Single by Ai Otsuka

from the album Love Punch
- Released: December 17, 2003
- Recorded: 2003
- Genre: J-pop
- Length: 21:57
- Label: Avex Trax
- Songwriter(s): Ai Otsuka

Ai Otsuka singles chronology
| "Momo no Hanabira" (2003) | "Sakuranbo" (2003) | "Amaenbo" (2004) |

= Sakuranbo =

2003 single by Ai Otsuka

"Sakuranbo" (さくらんぼ) is Ai Otsuka's second single, which was released on December 17, 2003. It is often considered as Otsuka's breakthrough single and was used in 2004 as an ending theme song on the TV show, "Mecha Mecha iketerū! (めちゃ2イケてるッ!)," which Fuji TV produces.

An excerpt of the song is used as the departure melody at Sakuranomiya station on the JR West Osaka Loop Line.

==Music video==
The video for "Sakuranbo" begins by showing Ai in "her" bedroom which is predominantly red and white.
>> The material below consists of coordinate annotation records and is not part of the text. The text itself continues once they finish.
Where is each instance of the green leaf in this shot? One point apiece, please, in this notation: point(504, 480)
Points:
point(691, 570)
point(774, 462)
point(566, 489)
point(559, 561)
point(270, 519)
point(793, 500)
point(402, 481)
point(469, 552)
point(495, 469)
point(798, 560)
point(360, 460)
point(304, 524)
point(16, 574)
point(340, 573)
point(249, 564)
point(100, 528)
A picture hanging on the wall shows a picture of a pair of cherries. Then we see Ai playing with her band in another room, which starts out blue but changes colour later in the song. We see Ai talking on the phone and drawing Love-Chan. Interspersed throughout the PV are bicycle scenes showing Ai with a man her age, two children and an older couple. The video closes on the picture of the two cherries hanging on the wall.

==Track list==

CD
| No. | Title | Arranger(s) | Length |
|---|---|---|---|
| 1. | "Sakuranbo (さくらんぼ; Cherry)" | Ai×Ikoman, Brass instrument arrangement： Yoichiro Mizue | 3:56 |
| 2. | "Kaerimichi (帰り道; The Road Home)" | Ai×Ikoman, Mixed by Jin Terada | 5:03 |
| 3. | "Momo no Hanabira (桃ノ花ビラ; Peach Petals)" (Studio live ver.) | Ai×Ikoman, Mixed by Shuichi Watanabe | 3:59 |
| 4. | "Sakuranbo (さくらんぼ; Cherry)" (Instrumental) | Ai×Ikoman, Brass instrument arrangement： Yoichiro Mizue | 3:56 |
| 5. | "Kaerimichi (帰り道; The Road Home)" (Instrumental) | Ai×Ikoman | 5:03 |
| Total length: |  |  | 21:57 |

==Sales==
Initial week estimate: 6,730

Total estimate: 525,784

== Self-cover version ==

The song was later re-recorded by Otsuka as a self-cover entitled "Sakuranbo -Cocktail-" (さくらんぼーカクテルー, Sakuranbo Kakuteru), to commemorate the song’s tenth anniversary and Otsuka’s appearance on the YouTube music program Toyota Wish presents Hakuroku Uta Gassen on December 7, 2013.

This version was described as a mature, jazz-infused version of the original 2003 track, featuring a sultry, "sexy" arrangement in a sharp contrast to the original J-pop production. The digital cover was also redesigned, inspired by the original single’s artwork. The track was initially released exclusively on the iTunes Store on December 4, 2013, with additional distribution on other platforms starting December 25, 2013. The song was ultimately included as the lead track on Otsuka's EP Aio Punch, released on March 26, 2014.

To mark Otsuka's fifteenth anniversary in 2018, Avex released a "Sakuranbo" 7-inch vinyl record on February 14, 2019, featuring both the original track and "Sakuranbo -Cocktail-". This release was sold exclusively at HMV in Japan.

On July 24, 2024, a performance video of "Sakuranbo -Cocktail-" recorded in one take premiered on the YouTube channel The First Take as its 459th episode. The audio version of the performance was subsequently released on digital platforms on August 28, 2024.